“He loved families and he loved the idea of getting them out in the mountains and the open air, and his great joy was talking to the families that were seeking the treasure,” said Dorothy Massey, the owner of Collected Works Bookstore in Santa Fe, who called Mr. Fenn a friend and a mentor. “That was the important thing to him.”
Ms. Massey said Mr. Fenn had given her store the publishing rights to “The Thrill of the Chase,” which drew so many explorers to Santa Fe that it had “quite an effect on the general economy of the city.”
Forrest Burke Fenn was born on Aug. 22, 1930, in Temple, Texas. He spent idyllic summers fishing around Yellowstone National Park, and hunting for arrowheads with his father, a schoolteacher, and his football coach, both avid collectors. He found his first arrowhead when he was 9 and told The New York Times in 2017 that it was still “the most prized possession in my collection.”
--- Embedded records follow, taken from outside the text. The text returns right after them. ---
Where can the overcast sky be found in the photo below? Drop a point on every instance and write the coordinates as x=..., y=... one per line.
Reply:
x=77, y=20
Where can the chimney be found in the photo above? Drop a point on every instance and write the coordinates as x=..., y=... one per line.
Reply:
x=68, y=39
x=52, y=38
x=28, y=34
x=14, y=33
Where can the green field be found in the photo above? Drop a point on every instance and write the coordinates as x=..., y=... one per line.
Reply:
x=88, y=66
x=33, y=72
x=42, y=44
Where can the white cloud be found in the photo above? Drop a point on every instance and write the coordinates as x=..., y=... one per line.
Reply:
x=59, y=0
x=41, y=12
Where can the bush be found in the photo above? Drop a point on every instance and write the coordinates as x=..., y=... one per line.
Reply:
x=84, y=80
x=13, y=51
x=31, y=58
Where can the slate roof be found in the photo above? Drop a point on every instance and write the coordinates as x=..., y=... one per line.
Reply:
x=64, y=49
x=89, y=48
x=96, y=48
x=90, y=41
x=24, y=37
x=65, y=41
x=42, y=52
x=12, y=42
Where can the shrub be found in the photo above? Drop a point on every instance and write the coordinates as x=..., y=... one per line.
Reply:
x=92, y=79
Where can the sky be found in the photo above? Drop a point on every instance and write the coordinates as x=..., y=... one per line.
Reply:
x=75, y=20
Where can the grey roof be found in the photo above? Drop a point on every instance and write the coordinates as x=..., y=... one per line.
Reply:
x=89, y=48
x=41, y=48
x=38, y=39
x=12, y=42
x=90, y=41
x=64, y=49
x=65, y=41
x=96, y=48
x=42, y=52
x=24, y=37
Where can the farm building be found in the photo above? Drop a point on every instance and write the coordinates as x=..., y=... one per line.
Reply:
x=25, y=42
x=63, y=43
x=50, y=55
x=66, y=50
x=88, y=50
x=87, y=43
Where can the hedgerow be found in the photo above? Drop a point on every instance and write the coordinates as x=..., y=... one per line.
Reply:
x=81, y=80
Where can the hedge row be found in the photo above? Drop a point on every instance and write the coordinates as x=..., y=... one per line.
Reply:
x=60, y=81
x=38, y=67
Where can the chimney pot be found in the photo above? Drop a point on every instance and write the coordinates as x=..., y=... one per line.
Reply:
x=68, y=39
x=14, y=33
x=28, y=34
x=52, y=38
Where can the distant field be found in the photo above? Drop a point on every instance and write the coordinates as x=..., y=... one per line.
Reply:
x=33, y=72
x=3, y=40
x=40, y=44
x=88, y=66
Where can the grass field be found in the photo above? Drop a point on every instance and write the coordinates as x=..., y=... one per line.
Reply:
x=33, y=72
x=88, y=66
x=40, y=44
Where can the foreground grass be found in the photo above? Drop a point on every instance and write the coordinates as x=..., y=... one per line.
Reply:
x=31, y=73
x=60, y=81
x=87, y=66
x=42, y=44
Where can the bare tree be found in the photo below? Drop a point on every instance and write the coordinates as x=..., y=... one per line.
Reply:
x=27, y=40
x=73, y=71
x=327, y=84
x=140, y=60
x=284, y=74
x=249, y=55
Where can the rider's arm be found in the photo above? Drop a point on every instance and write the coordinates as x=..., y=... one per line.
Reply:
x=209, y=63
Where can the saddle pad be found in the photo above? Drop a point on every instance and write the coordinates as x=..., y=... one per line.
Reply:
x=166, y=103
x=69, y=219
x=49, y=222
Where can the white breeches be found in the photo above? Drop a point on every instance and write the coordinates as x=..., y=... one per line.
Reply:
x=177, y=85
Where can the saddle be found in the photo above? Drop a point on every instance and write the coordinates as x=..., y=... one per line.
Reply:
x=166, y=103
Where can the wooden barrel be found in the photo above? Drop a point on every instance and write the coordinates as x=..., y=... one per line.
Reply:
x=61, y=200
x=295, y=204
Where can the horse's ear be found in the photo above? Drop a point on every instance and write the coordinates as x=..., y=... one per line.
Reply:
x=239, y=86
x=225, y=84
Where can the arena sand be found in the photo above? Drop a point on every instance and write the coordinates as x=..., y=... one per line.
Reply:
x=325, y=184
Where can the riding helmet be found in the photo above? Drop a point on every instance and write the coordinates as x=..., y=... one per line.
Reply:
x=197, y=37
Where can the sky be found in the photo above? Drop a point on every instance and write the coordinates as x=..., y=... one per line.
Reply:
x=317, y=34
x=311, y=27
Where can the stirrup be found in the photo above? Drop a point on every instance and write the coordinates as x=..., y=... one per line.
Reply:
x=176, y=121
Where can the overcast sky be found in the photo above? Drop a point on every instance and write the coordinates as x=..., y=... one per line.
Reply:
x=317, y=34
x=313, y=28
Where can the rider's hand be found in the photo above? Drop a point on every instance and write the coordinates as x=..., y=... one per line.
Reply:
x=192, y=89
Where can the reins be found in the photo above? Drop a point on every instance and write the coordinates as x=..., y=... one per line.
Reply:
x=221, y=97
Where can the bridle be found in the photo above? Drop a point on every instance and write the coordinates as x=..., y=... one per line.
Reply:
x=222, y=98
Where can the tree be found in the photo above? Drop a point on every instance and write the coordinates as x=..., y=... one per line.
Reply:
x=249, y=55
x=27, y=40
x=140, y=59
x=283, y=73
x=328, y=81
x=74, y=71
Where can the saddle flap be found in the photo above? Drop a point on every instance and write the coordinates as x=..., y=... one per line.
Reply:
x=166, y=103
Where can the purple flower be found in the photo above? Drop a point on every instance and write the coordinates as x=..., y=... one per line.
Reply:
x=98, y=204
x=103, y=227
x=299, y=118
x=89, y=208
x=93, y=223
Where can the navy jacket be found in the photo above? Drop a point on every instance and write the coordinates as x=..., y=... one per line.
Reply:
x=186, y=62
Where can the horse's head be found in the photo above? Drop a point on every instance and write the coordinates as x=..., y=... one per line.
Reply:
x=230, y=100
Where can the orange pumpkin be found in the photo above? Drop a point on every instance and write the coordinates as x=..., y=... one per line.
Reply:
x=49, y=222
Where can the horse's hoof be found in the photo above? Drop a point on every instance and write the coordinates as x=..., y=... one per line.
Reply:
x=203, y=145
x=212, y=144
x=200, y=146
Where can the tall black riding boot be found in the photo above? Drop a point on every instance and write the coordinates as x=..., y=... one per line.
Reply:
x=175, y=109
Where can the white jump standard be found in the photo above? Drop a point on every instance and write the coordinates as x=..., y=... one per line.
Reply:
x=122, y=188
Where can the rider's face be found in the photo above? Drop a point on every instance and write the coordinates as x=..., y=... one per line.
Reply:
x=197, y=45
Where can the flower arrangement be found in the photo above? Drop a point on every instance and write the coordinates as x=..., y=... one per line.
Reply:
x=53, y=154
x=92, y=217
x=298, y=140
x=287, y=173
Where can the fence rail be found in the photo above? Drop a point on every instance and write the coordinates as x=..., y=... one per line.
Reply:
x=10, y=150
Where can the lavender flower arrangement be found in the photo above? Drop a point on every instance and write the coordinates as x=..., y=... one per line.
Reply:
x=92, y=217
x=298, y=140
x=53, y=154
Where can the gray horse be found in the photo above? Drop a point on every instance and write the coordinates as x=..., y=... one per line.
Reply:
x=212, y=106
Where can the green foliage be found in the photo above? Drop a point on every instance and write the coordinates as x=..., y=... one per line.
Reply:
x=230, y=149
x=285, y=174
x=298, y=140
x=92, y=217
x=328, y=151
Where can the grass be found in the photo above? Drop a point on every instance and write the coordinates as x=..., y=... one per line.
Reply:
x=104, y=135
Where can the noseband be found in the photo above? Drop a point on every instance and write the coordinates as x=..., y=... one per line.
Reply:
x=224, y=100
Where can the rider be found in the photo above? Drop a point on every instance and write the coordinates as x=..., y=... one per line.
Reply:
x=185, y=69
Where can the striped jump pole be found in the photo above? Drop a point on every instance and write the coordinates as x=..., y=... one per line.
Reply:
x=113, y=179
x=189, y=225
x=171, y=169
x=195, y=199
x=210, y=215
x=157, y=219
“My father taught me to not dwell on the center line, but to go out to the edge and see what was there,” he said. “That thought manifested itself in many ways in my later life.”
Mr. Fenn graduated from Temple High School in 1947 but struggled academically and joined the Air Force in 1950 after studying for several years at Temple Junior College, according to the Super Sabre Society, an organization dedicated to the history of the F-100 Super Sabre and the pilots who flew the aircraft.
As a pilot in the Vietnam War, he flew 328 combat missions in 348 days and was shot down twice, in Vietnam and Laos, he said.
In the 1970s and 1980s, the Santa Fe art gallery he opened attracted big-name buyers. A 1986 profile in People magazine reported that former President Gerald R. Ford, Jacqueline Kennedy Onassis, Robert Redford, Cher and Steve Martin were among the patrons paying high prices for oil paintings and Native American art and artifacts.